Une avancée importante

Jeff Mold, l’un des principaux chercheurs de l’étude et chercheur au Département de biologie cellulaire et moléculaire du Karolinska Institutet, considère la nouvelle méthode comme un pas en avant important.

“Identifier ces récepteurs immunitaires uniques, c’est comme essayer de trouver une aiguille dans une botte de foin, surtout lorsqu’il s’agit de maladies auto-immunes”, dit-il. “Avec la plupart des méthodes actuelles, vous détruisez les tissus, ce qui signifie non seulement que différentes cellules immunitaires sont mélangées, mais également que certaines cellules meurent au cours du processus. Avec cette méthode, nous préservons les cellules là où elles se trouvent et nous pouvons voir les cellules. cela aurait autrement été perdu.

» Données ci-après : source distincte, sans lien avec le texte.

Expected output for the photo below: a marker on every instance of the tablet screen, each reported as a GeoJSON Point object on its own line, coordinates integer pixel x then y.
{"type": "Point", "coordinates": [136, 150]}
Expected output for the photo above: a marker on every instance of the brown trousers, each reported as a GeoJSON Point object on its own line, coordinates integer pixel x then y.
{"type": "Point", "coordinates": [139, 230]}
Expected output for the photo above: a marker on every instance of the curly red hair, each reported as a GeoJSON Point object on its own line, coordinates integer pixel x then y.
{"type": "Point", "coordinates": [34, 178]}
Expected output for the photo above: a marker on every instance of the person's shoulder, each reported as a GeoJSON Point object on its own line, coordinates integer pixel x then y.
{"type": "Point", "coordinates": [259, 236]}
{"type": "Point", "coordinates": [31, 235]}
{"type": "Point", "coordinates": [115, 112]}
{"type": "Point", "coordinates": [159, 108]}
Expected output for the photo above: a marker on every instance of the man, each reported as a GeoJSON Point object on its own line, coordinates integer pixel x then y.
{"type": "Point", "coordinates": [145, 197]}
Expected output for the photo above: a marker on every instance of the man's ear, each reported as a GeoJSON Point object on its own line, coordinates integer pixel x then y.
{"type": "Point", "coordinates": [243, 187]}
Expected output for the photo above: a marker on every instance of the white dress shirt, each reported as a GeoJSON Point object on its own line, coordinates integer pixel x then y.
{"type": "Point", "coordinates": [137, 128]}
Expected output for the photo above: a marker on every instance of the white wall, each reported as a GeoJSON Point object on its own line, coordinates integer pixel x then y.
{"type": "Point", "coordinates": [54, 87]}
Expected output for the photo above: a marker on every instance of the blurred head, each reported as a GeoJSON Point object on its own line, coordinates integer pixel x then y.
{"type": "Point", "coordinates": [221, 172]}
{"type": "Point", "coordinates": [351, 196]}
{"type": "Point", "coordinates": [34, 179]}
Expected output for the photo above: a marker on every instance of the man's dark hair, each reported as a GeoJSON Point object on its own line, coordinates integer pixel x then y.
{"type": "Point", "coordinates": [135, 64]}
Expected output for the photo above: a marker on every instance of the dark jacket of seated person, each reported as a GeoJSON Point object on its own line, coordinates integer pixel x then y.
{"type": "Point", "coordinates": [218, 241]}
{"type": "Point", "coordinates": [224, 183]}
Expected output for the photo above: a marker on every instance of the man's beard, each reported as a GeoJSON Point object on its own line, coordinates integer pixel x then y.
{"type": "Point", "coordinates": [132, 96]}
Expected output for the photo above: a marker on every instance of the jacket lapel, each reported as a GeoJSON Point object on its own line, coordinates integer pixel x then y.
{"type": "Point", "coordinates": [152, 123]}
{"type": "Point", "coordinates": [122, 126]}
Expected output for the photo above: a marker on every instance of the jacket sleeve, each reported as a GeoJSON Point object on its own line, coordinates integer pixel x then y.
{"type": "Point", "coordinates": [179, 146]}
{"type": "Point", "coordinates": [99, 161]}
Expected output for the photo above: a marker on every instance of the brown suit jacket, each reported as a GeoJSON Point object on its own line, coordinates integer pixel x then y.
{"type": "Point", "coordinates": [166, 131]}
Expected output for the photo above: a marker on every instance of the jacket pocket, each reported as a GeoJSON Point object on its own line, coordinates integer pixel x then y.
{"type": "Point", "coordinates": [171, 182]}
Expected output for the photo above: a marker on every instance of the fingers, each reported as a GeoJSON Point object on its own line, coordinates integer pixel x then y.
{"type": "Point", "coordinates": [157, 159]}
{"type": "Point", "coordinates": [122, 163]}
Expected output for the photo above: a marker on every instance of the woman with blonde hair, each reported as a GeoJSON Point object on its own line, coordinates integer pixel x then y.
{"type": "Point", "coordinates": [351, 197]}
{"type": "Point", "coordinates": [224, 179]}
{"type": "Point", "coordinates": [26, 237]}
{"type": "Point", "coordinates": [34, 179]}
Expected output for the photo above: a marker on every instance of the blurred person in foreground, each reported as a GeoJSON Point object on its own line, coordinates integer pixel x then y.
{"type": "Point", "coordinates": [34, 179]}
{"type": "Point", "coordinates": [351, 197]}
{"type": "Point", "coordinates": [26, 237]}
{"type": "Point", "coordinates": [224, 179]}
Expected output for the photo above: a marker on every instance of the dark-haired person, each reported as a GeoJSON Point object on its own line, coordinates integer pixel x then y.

Le Dr Mold estime que la capacité d’identifier les cellules B est sans doute le principal avantage de cette nouvelle méthode.

“Les lymphocytes T ont été une cible de recherche populaire, tandis que les lymphocytes B ont été un peu négligés, notamment dans le cancer”, dit-il. “Mais nous pouvons désormais suivre le développement et l’expansion des cellules B directement dans les tissus.”